3年生時代 その② 通学班と自己紹介

 新年度、「担任の先生との面談」と並んでもう一つ、こなさなければならないことがありました。それは「通学班の顔合わせ」です。
 私達の住んでいるマンションには、当時小学生の子供がたくさんいて、一班6~8人の通学班が常時二つから三つありました。またその頃は、朝子ども達が学校に出掛ける時にお母さん達が一緒にロビーまで出て行って、班の子ども達が揃うのを確認し、全員集まったところで「行ってらっしゃい!」と送り出すのが、このマンションの習わし(?)になっていました。(そうやって子ども達を見送った後、私達は何となくそのまま残って世間話をしたり、学校のことについて情報交換をしたりして、20~30分過ごしたものでした。今は子どもの数が減り、お母さん達も忙しくなって、その習慣はなくなってしまったようですが、あれはあれで、のんびりしたいい時間だったなあ…と思い出します。)

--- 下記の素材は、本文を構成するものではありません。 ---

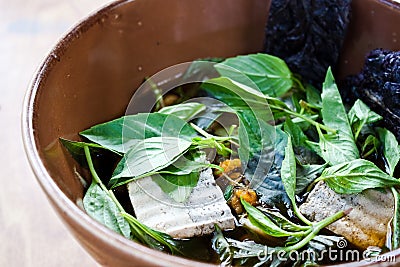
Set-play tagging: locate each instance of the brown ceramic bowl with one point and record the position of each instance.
(93, 71)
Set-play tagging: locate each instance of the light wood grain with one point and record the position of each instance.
(30, 232)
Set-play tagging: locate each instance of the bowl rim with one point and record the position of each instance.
(55, 195)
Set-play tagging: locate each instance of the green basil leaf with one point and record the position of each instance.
(306, 174)
(340, 147)
(102, 208)
(269, 184)
(258, 219)
(288, 171)
(147, 157)
(270, 74)
(396, 220)
(123, 133)
(77, 152)
(391, 149)
(184, 111)
(356, 176)
(178, 187)
(252, 109)
(371, 140)
(221, 246)
(313, 96)
(336, 148)
(228, 192)
(260, 143)
(191, 161)
(178, 179)
(361, 115)
(298, 137)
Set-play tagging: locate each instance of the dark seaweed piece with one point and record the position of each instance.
(307, 34)
(378, 85)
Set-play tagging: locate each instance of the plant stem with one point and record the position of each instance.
(300, 215)
(298, 83)
(316, 228)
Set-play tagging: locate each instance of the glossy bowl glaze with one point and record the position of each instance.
(91, 74)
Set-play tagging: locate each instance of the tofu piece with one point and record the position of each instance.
(366, 225)
(204, 208)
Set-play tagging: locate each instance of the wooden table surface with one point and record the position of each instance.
(30, 232)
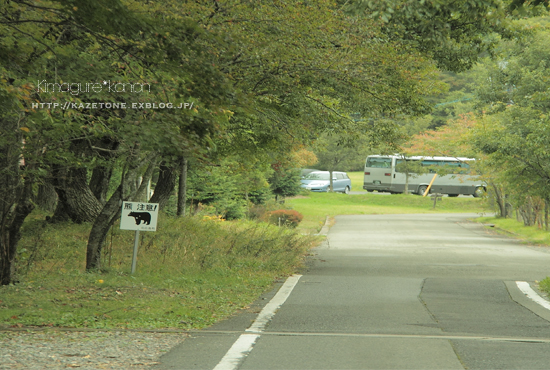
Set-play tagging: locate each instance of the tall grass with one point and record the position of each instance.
(190, 273)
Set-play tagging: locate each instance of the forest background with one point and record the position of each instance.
(267, 88)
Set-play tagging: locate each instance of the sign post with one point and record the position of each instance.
(138, 216)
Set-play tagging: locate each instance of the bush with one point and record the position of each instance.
(285, 217)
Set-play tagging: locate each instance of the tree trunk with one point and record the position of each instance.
(99, 183)
(111, 210)
(76, 199)
(501, 202)
(182, 189)
(46, 199)
(15, 195)
(165, 185)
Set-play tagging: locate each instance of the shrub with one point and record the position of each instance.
(285, 217)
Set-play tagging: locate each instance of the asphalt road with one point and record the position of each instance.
(393, 292)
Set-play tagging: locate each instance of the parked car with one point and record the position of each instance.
(320, 181)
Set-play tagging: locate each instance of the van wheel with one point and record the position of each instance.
(422, 189)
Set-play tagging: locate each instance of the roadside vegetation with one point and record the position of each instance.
(191, 273)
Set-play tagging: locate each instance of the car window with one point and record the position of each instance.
(317, 176)
(379, 162)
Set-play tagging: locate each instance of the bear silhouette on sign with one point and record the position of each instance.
(141, 216)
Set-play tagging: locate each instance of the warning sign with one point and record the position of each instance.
(139, 216)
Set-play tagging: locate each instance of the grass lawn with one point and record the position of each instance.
(317, 206)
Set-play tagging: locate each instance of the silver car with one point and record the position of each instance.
(320, 181)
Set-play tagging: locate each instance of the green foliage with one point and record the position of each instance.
(341, 153)
(285, 217)
(454, 33)
(515, 131)
(190, 274)
(285, 182)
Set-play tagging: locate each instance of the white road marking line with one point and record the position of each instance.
(239, 350)
(276, 302)
(243, 346)
(530, 293)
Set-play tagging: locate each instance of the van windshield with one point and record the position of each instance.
(317, 176)
(379, 162)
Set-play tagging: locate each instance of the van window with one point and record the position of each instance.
(378, 162)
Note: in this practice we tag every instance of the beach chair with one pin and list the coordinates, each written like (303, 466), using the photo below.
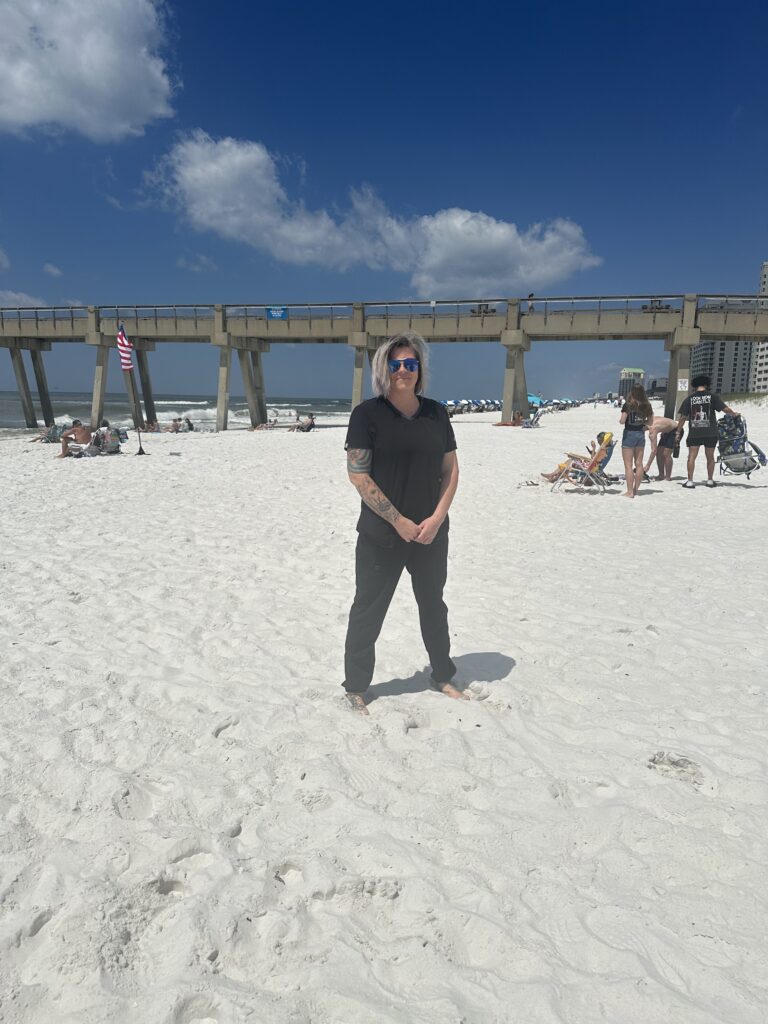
(52, 435)
(587, 471)
(534, 422)
(736, 454)
(107, 440)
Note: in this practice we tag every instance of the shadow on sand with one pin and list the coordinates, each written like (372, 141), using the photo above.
(482, 667)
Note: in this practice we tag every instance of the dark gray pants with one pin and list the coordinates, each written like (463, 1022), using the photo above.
(378, 570)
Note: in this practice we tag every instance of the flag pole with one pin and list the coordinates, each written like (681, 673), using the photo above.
(140, 446)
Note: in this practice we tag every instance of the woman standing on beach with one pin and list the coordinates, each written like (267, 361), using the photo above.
(637, 417)
(401, 460)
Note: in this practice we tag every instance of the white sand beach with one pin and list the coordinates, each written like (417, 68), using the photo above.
(196, 828)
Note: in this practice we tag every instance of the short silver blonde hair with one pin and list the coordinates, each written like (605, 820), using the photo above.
(380, 366)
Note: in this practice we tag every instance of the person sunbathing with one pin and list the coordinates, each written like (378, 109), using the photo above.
(78, 436)
(597, 453)
(304, 426)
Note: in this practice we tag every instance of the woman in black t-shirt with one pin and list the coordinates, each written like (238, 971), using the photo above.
(401, 460)
(637, 417)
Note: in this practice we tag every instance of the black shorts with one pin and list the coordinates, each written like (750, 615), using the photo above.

 四月になると新一年生が加わり、最高学年の子は新班長や新副班長になって、新しい班編成となります。それで最初の登校日には、親子全員がロビーに集まって顔合わせをすることになっていました。子ども達が一人一人、自己紹介をします。
まずはは班長さんから。「班長になりました、六年〇組の、〇〇△△です。」(パチパチ…拍手)続いて他の子ども達も、順々にクラスと名前を言っていきます。
 新一年生にとっては初めてのことなので、モジモジ恥ずかしそうにしながら、やっと聞こえるくらいの声で名前を言う子もいますし、反対にとても元気よく、張り切って立派に挨拶する子もいました。一年生の時の子リスは…「困った笑顔」(この表情をしている時がとても多かったなあ…と思い出します)で黙っていました。でもその時は「まだ一年生だからね」という空気にも助けられ、私自身がまだ「緘黙症」というものも知らず、「まあそのうち(=近いうちに)何とかなるだろう」と考えていたので、さほど気にもしませんでした。
 翌年、二年生になった時は、「元気に挨拶する1年生に触発されてもしかして…」という淡い期待を抱きましたが、そんなにカンタンに声が出るようなものでないことは、その後私もだんだんにわかって行くのでした…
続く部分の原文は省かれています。